Concerned that top-line growth will slow to a crawl due to a convergence of several economic factors, Telsey Advisory Group cut its second-quarter same-store sales forecast for the department store sector by 50 basis points.

But Dana Telsey, chief executive officer and chief research officer, said in the report that J.C. Penney & Co. Inc. and Kohl’s Inc. were best positioned to deliver better-than-expected and in-line results.

Telsey said J.C. Penney’s comps “have the mojo,” adding that the firm’s second-quarter comparable store sales forecast is 4.2 percent, which compares with a 6 percent gain last year, but is “higher than the Factset consensus of 4 percent. We expect that J.C. Penney is in its best position in some time to reap the benefit of the back-to-school selling season.”

Posting stronger results by leveraging the b-t-s selling season would be quite a feat given several recent surveys and polls that show declining interest in consumers to stock shopping carts with b-t-s items.

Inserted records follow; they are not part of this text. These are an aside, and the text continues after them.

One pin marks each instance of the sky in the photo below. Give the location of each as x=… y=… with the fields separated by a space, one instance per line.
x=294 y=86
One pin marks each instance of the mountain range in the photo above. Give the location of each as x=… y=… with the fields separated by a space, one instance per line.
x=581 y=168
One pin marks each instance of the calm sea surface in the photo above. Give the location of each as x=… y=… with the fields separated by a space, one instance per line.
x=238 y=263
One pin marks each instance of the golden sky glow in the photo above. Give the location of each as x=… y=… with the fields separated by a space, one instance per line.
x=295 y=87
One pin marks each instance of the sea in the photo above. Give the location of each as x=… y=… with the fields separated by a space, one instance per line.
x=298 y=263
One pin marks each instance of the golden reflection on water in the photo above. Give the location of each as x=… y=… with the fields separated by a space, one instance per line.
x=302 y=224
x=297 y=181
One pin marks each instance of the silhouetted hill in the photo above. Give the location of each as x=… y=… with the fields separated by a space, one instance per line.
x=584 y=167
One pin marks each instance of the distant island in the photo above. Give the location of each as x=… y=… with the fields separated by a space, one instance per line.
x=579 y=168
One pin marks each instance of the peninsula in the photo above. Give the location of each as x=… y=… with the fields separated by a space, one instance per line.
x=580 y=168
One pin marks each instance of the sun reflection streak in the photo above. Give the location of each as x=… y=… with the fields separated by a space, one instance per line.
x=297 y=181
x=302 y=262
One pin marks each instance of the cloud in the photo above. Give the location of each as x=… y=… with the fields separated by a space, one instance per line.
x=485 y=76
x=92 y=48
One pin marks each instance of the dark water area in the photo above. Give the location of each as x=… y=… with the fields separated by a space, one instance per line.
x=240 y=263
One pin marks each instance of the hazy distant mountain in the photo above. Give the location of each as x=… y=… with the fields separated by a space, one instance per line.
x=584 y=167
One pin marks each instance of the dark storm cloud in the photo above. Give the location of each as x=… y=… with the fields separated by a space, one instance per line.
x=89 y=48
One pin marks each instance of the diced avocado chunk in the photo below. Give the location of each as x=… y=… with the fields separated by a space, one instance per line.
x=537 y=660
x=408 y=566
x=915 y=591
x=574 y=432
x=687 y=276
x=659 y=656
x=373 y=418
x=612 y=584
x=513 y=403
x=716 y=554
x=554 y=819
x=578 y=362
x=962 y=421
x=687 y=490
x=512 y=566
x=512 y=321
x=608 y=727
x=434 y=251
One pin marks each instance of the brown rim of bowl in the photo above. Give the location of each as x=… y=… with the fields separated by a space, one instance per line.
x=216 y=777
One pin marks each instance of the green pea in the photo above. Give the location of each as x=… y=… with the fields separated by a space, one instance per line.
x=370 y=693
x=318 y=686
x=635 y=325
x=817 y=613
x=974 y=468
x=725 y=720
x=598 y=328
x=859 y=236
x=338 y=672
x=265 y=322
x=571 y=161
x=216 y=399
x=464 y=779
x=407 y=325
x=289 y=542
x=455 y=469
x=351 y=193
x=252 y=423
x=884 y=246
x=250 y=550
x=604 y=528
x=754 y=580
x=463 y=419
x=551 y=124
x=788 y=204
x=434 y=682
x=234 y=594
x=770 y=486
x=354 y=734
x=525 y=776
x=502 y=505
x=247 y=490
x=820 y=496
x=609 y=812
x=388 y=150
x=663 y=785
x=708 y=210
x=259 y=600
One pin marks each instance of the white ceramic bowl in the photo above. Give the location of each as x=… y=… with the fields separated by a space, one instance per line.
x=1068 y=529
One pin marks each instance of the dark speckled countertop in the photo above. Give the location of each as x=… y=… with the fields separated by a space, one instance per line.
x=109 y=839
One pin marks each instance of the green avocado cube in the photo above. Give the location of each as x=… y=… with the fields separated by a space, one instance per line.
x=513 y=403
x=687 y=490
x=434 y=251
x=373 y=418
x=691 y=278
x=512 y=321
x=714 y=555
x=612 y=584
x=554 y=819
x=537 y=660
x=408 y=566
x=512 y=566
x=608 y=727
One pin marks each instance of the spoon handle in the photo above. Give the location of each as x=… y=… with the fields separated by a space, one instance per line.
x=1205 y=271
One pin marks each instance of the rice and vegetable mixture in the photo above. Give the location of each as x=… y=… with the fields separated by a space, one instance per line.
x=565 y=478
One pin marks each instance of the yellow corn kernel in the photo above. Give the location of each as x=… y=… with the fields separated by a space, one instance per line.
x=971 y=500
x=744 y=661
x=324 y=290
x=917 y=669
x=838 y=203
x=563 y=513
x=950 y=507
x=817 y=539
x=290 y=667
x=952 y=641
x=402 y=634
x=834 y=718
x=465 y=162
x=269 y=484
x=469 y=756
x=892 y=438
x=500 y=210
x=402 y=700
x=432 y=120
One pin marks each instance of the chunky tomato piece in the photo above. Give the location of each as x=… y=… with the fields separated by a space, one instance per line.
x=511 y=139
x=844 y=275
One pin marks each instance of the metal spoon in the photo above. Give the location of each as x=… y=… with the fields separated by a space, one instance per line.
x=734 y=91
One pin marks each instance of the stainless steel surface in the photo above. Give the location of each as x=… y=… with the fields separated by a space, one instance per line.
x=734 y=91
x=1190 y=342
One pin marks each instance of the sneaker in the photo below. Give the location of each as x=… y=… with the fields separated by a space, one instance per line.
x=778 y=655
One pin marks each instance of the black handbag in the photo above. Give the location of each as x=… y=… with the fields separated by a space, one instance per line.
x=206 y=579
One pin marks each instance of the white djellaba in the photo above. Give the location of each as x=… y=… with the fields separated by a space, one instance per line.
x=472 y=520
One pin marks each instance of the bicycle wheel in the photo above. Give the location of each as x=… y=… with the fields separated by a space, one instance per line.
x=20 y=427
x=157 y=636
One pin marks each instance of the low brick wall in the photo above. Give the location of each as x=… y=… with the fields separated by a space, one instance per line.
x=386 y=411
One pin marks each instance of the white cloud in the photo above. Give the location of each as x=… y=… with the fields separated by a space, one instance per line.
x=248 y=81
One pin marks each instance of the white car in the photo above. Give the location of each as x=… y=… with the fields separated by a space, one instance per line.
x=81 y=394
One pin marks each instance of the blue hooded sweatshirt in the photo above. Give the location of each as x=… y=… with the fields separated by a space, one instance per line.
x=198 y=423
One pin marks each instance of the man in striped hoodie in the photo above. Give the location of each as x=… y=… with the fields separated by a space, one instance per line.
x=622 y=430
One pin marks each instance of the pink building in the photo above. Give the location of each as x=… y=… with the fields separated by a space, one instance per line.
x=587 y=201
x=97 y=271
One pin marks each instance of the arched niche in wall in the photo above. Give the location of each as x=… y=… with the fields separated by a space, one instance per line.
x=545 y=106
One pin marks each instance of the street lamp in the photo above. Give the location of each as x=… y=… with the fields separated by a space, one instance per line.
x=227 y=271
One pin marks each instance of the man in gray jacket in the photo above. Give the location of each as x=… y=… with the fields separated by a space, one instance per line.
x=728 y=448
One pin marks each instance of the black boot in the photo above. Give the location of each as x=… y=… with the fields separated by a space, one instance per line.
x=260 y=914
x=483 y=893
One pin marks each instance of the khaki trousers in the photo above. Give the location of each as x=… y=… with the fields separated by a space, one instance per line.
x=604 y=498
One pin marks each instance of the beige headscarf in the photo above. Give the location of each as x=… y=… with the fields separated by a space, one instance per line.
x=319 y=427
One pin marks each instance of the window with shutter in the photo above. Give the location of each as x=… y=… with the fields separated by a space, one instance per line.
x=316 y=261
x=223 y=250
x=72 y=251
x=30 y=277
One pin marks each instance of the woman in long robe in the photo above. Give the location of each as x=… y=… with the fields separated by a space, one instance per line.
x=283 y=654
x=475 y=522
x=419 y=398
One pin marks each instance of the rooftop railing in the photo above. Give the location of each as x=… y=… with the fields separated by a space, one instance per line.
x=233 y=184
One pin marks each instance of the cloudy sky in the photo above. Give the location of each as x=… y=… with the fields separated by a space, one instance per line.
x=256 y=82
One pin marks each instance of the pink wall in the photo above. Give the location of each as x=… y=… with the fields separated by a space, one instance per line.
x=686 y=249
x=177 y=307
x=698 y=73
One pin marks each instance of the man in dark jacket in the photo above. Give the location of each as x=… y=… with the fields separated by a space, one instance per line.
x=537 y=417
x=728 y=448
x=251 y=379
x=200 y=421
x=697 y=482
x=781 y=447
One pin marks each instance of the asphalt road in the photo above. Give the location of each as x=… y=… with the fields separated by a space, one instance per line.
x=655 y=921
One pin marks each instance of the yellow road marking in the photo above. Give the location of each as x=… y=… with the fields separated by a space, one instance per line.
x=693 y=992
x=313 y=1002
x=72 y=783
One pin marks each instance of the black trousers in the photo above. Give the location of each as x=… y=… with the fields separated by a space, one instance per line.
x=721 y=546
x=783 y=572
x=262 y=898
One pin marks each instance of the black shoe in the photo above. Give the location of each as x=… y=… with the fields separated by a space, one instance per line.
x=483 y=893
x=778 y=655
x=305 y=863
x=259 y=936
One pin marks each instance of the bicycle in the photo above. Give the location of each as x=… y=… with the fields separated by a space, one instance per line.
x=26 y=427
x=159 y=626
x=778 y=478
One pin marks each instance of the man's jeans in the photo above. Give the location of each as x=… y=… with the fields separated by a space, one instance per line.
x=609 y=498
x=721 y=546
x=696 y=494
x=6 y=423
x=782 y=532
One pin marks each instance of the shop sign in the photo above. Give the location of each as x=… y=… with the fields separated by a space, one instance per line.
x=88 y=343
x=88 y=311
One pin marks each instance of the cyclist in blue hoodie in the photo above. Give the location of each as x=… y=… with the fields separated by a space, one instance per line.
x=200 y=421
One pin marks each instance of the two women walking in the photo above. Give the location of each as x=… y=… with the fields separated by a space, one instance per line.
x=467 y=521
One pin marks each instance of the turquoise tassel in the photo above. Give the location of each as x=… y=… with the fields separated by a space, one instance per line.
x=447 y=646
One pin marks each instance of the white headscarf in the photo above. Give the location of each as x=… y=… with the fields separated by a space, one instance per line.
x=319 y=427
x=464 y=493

For Kohl’s, Telsey sees higher traffic driving results. The firm has same-store sales pegged to show a 1.5 percent gain, which compares to a 1.3 percent gain in the second quarter of 2014 and in line with analysts’ consensus. “We believe that there are more levers this year that Kohl’s can pull, including efforts around personalization and loyalty, to drive traffic,” Telsey said.

Regarding the overall department store segment, Telsey said she is “concerned that sales results may again be a disappointment. Our caution about [second-quarter] comparable store sales results stems from” several factors including: “recent indications from certain branded apparel companies that the department store channel is showing slowing growth; growth in aggregate personal consumption expenditures of categories sold through department stores that showed a sequential deceleration of 150 bps in June, the most important month of [the second quarter]; and “tourist traffic and spending in key destinations that remains lackluster.”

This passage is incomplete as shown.